The revelation created a stir among online real estate watchers, with apprehension that publicly traded real estate companies including ZipRealty (ZIPR) may become a victim of Google’s move. David Jackson of Seeking Alpha voiced his concerns on the issue.
Later Danny Sullivan, who was then with SearchEngineWatch, clarified in his comments to David’s post that Google’s supposedly real estate secret beta is in fact search results from Google Base’s housing category.
As the brouhaha dies down, it is time to take a closer look. It becomes clear that Google Base may not affect ZipRealty that much, simply because while Google’s service ends with providing just the search results, ZipRealty’s starts from the search, but ends with actually uniting the real estate buyers and sellers. In other words, ZipRealty helps with the transaction (Commerce), provides relevant Content, and is much closer to a full-fledged Web 3.0 offering. (Our recent review of ZipRealty is here.)
From being a closely held private company, ZipRealty (ZIPR) debuted on Nasdaq in November 2004, but so far its numbers have lacked luster. Its Q1-07 net revenues were $23.4 million, a 22% rise on $19.2 million reported in Q1-06. However, the company suffered net loss at $3.1 million compared to $0.8 million loss in Q1-06. Analysts’ opinion is incidentally tilted in favor of holding the stock than buying afresh with no suggestion of selling.
So what is likely to happen to the company? As we have discussed earlier, online real estate is a $3 Billion industry. The $11.6 Billion real estate ads business is fast moving online, and according to Borrell Associates, online ad spending on realty sites is forecasted to reach 32.1% of overall Real Estate ads in 2010 from the current 17.7%. All this is good news for ZipRealty, which is #9 on the list of top realty sites, and is itself growing at a very decent clip.
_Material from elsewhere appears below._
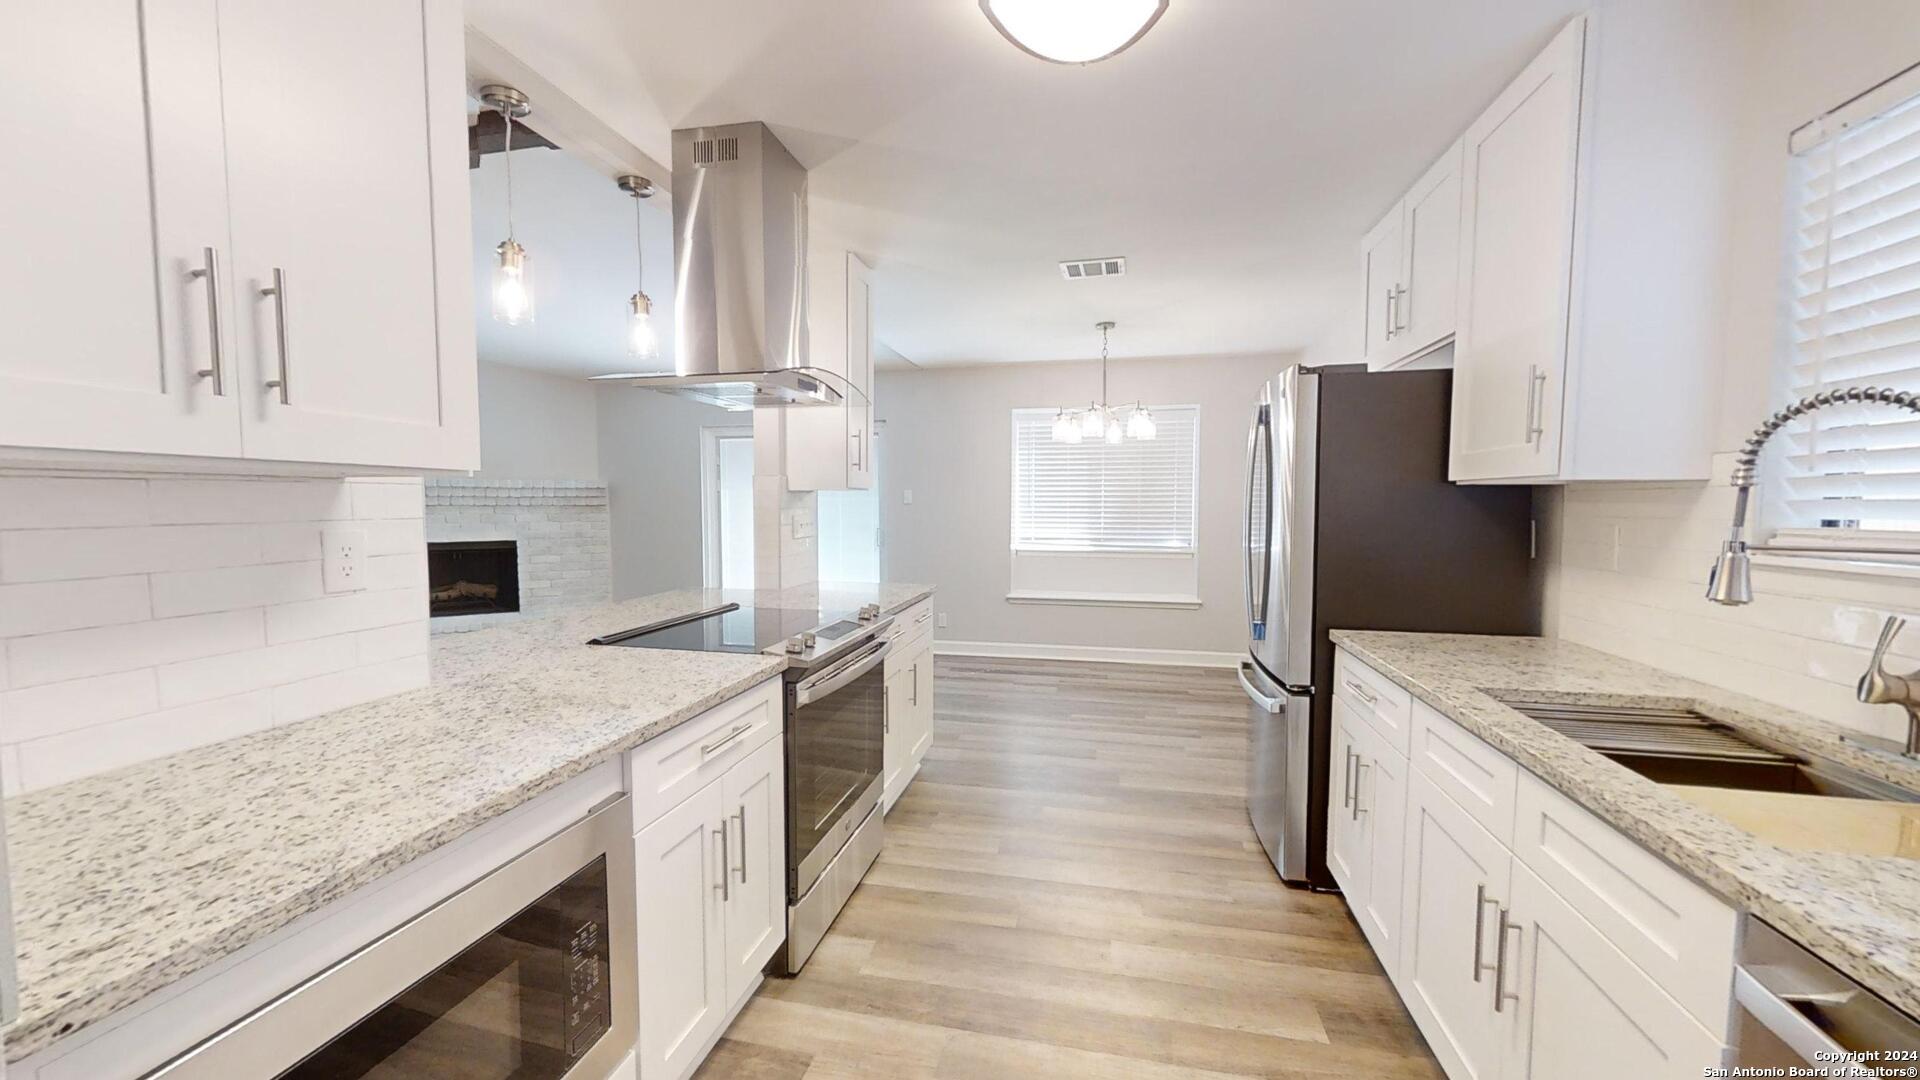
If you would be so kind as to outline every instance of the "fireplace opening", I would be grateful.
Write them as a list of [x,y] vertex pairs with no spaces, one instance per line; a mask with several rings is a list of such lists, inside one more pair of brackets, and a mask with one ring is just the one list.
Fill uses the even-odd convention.
[[512,540],[427,545],[428,611],[485,615],[520,610],[520,557]]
As the verticalization of the Internet continues, those large Internet companies who don’t have a position in Real Estate could acquire ZipRealty in short order. It is an extremely affordable investment. On the other hand, it could also be used as the trunk for a roll-up in the category. Newer sites like Zillow, Trulia, Roomster, LoopNet (LOOP) are all related offerings, and can be part of such a consolidation. ZipRealty’s problem would be its lack of currency momentum due to a depressed stock price. However, a private equity player could buy a bunch of these companies and engineer the roll-up outside of the public market.
Zillow, perhaps, is the most interesting of these. It is funded by ZipRealty’s original investor, Benchmark Capital. The trouble with a company like Zillow, however, is that it has raised $57 Million in venture capital, and unless it proves out a business model to support its investment thesis, the company, despite its enormous traffic volume garnered via a well-marketed coolness factor, will remain a largely unmonetized asset. At that point, merging Zillow into ZipRealty may be one of Benchmark’s exit options. This will give ZipRealty huge traffic, which, when slapped on top of its existing (proven and relatively successful) business model of taking transaction commissions, would be a good win:win.
Bottom line: there are still question marks around Zillow’s business model. ZipRealty, however, has a good business model that works. Zillow has strong traffic. Why not combine the two and accelerate both? The thought has surely crossed Bob Kagle and Bill Gurley’s minds!